El juez les ha dado la razón. De momento, los chavales no podrán jugar más al baloncesto junto a las ventanas de sus casas porque su derecho al descanso «debe prevalecer». A pesar de que el horario de juego termina a las 10 de la noche y de que la Policía Municipal se encarga de hacerlo cumplir, los vecinos aseguran que «hay días que hay gente jugando a las 12 de la noche o incluso a las 2 de la madrugada los fines de semana». Ayer, una portavoz de la comunidad de propietarios, que prefirió no identificarse, aseguró a este periódico que los vecinos de Gran Vía 60, «no estamos en contra de que se haga deporte, pero hay muchos sitios en el parque donde pueden poner las canastas sin molestar a nadie».

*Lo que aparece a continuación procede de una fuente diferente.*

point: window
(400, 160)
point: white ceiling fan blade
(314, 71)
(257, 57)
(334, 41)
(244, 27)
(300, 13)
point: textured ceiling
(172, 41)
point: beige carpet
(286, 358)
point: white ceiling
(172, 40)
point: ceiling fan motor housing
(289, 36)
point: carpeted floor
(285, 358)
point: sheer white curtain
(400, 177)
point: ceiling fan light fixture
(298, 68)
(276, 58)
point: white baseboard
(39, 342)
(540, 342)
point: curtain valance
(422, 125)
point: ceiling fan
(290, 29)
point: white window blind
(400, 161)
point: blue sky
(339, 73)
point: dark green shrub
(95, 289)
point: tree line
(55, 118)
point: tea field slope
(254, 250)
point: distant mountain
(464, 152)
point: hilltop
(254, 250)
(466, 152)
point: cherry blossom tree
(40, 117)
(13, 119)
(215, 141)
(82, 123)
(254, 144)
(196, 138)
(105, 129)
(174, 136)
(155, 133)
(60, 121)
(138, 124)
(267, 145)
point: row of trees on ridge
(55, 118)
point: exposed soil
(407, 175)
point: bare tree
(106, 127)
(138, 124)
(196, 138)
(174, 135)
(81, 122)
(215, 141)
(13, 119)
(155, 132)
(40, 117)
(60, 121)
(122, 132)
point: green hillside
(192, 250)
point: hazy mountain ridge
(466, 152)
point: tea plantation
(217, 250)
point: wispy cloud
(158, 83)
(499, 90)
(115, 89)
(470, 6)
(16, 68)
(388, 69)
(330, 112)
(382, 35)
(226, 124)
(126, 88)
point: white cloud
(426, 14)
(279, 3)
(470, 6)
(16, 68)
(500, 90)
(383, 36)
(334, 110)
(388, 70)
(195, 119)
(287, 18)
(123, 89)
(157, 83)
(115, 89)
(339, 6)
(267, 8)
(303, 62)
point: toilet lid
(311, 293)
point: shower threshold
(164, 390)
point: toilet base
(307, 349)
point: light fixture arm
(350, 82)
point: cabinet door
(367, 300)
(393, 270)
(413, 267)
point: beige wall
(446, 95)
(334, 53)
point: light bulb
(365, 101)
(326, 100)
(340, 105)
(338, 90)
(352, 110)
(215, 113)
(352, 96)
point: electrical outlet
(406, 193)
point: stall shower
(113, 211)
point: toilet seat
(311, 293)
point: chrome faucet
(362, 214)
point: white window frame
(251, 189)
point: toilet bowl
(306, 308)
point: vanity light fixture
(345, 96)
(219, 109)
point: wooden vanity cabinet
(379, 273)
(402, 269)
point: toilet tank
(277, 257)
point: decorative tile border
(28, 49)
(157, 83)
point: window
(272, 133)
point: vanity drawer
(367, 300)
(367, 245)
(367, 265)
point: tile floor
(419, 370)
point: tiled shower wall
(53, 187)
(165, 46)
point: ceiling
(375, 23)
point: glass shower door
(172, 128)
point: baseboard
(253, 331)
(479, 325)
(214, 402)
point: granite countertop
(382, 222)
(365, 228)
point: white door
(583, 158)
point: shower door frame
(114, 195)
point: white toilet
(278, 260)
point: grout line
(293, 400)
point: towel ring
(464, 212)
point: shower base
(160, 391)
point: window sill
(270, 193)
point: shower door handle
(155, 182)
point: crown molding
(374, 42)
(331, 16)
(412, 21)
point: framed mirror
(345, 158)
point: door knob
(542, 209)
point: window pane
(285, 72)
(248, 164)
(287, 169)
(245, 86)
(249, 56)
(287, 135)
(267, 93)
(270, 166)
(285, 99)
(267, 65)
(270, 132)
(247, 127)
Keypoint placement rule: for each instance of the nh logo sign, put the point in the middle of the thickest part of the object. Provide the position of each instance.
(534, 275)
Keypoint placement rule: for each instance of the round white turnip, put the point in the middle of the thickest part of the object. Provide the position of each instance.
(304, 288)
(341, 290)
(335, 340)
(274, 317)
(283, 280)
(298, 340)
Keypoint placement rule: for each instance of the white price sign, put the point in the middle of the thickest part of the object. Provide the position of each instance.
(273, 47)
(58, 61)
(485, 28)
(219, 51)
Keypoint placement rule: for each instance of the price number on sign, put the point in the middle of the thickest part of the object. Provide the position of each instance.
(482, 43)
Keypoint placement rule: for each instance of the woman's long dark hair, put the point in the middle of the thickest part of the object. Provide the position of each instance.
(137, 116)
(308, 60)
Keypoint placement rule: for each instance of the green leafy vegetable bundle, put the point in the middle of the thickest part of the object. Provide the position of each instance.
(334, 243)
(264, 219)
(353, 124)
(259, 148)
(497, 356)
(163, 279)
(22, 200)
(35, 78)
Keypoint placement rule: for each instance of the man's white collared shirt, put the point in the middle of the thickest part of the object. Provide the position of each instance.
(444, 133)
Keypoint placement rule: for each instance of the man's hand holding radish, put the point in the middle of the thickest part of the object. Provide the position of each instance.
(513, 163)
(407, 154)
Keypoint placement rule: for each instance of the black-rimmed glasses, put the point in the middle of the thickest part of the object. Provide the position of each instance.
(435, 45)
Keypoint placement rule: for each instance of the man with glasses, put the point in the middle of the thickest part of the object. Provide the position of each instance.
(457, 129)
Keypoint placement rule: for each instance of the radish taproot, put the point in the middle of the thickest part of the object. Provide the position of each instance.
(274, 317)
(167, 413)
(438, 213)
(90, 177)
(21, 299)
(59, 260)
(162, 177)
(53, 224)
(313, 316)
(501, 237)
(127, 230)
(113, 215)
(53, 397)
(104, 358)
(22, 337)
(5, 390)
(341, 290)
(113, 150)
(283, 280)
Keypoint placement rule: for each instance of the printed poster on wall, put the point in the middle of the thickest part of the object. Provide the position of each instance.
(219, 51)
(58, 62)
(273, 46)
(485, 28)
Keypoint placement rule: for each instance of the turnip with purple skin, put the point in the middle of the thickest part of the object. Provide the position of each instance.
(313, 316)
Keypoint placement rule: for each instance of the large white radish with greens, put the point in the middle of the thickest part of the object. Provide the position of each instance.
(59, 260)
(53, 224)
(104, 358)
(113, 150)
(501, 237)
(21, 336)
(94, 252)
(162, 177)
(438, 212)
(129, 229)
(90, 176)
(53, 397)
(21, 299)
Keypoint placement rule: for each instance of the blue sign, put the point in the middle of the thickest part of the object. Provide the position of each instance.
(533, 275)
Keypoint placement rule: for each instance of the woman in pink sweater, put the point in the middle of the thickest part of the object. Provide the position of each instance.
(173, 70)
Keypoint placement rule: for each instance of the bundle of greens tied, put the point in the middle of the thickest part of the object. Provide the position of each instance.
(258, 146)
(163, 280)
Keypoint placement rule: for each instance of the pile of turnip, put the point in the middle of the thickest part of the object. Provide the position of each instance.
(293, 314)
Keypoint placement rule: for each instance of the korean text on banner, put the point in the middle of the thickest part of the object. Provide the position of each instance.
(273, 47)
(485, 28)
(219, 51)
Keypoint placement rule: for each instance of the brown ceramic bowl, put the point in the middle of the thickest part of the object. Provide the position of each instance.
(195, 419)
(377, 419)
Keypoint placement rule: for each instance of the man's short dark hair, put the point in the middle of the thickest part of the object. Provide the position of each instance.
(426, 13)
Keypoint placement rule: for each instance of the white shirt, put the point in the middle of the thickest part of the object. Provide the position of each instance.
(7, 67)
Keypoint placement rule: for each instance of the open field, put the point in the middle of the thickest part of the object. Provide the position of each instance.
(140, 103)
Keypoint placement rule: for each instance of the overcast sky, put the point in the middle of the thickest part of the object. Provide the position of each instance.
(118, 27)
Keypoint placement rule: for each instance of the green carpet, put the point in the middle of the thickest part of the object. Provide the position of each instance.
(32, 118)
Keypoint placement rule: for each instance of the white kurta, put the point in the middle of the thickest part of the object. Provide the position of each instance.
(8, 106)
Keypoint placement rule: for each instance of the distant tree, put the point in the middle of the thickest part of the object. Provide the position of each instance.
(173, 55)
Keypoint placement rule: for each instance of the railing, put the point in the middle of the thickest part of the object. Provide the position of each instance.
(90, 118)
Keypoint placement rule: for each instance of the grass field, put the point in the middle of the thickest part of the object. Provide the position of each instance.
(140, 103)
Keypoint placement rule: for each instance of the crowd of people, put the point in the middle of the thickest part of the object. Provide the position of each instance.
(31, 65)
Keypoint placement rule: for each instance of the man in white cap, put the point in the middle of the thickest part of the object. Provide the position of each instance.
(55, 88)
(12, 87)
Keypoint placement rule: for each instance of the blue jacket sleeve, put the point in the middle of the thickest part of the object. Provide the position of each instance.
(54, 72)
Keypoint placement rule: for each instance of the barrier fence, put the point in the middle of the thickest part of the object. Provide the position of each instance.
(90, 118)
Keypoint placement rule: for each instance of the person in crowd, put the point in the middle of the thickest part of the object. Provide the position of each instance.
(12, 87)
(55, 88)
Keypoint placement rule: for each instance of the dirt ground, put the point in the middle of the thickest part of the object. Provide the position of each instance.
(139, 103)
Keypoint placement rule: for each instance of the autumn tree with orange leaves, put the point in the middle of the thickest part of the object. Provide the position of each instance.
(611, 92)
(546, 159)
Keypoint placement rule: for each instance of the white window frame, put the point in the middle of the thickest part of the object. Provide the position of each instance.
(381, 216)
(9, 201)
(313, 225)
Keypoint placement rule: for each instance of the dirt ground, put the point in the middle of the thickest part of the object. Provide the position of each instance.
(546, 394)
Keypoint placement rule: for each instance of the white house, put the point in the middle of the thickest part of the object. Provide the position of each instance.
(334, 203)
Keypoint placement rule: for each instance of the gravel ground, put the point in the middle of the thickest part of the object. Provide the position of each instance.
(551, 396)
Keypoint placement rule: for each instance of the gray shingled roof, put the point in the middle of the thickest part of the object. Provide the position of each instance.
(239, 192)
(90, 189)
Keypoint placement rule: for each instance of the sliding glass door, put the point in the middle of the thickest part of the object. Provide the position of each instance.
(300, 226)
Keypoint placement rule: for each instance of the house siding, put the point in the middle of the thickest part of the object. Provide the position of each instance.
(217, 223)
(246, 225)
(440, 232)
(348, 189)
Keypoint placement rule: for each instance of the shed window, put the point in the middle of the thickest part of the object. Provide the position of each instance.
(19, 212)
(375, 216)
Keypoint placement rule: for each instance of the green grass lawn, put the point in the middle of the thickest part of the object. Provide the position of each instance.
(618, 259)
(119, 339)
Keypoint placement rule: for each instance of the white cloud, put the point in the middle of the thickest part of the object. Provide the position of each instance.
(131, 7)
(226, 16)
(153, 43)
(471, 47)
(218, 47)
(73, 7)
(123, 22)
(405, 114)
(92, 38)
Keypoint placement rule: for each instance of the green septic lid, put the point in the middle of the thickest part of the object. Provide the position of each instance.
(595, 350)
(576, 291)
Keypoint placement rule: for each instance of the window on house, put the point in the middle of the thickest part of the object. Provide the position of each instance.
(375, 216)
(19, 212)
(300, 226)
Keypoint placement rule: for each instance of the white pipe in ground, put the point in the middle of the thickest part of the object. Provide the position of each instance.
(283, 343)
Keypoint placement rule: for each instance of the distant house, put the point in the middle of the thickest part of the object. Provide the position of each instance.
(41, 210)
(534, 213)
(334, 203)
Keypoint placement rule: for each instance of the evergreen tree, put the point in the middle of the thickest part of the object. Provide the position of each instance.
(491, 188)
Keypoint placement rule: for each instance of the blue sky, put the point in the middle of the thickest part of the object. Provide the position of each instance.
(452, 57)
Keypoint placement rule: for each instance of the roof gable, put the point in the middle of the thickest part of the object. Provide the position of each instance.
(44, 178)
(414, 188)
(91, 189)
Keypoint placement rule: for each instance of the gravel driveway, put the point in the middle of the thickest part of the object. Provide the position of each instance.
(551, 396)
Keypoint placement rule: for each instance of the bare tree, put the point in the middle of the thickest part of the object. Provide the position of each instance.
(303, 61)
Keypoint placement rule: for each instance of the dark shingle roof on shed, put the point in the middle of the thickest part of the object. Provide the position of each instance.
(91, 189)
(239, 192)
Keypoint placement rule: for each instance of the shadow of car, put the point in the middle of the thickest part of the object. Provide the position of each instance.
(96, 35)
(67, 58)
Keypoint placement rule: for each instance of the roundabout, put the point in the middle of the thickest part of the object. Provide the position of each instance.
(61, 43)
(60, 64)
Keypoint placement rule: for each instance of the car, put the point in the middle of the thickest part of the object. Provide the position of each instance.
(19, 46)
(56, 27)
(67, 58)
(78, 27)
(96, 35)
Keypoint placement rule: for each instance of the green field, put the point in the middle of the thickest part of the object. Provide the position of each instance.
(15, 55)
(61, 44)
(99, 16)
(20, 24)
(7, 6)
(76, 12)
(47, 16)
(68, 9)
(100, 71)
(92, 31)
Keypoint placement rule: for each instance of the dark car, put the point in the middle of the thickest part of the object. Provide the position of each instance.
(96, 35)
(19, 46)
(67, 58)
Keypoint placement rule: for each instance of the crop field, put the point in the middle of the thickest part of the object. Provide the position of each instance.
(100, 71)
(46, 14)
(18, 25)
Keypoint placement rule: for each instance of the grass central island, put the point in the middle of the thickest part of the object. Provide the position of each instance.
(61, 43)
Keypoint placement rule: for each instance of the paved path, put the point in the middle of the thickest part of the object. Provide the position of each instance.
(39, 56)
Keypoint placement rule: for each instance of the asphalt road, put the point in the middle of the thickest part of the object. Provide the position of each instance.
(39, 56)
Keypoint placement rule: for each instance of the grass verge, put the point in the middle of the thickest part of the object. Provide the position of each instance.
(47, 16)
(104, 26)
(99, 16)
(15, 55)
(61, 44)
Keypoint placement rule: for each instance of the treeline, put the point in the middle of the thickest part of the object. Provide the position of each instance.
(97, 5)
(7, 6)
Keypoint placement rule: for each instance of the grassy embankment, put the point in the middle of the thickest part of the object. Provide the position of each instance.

El Ayuntamiento no contempla el traslado de las instalaciones y asegura que su retirada es sólo temporal, ya que piensan recurrir la decisión del juez. «Ya han hecho muchos recursos, ¡que sigan! -replican desde el vecindario-, pero lo que deberían hacer es buscar una manera de conciliar los intereses de todos». Es precisamente lo que pretende el departamento que dirige Jon Sustatxa, que ayer afirmó que buscarán una solución «que no perjudique a los vecinos».
Disparidad de opiniones
La Casa Lezama Leguizamón es uno de los edificios más imponentes del Ensanche bilbaíno. La planta baja, la que sufre más directamente el impacto acústico del baloncesto, está ocupada por las oficinas de un banco. Algunos de sus trabajadores ayer ni siquiera sabían de qué iba el tema de las canastas. De hecho, no todos los vecinos tienen los mismos problemas con el ruido. Un residente del primer piso, cuyas ventanas dan directamente a la zona de juegos, se desmarcaba ayer de la postura de sus convecinos. «A mí las canastas no me molestan especialmente, está claro que el bote del balón hace algo de ruido -reconocía-, pero nada comparable al que viene de la Gran Vía, donde soportamos el tráfico, las fiestas y las manifestaciones».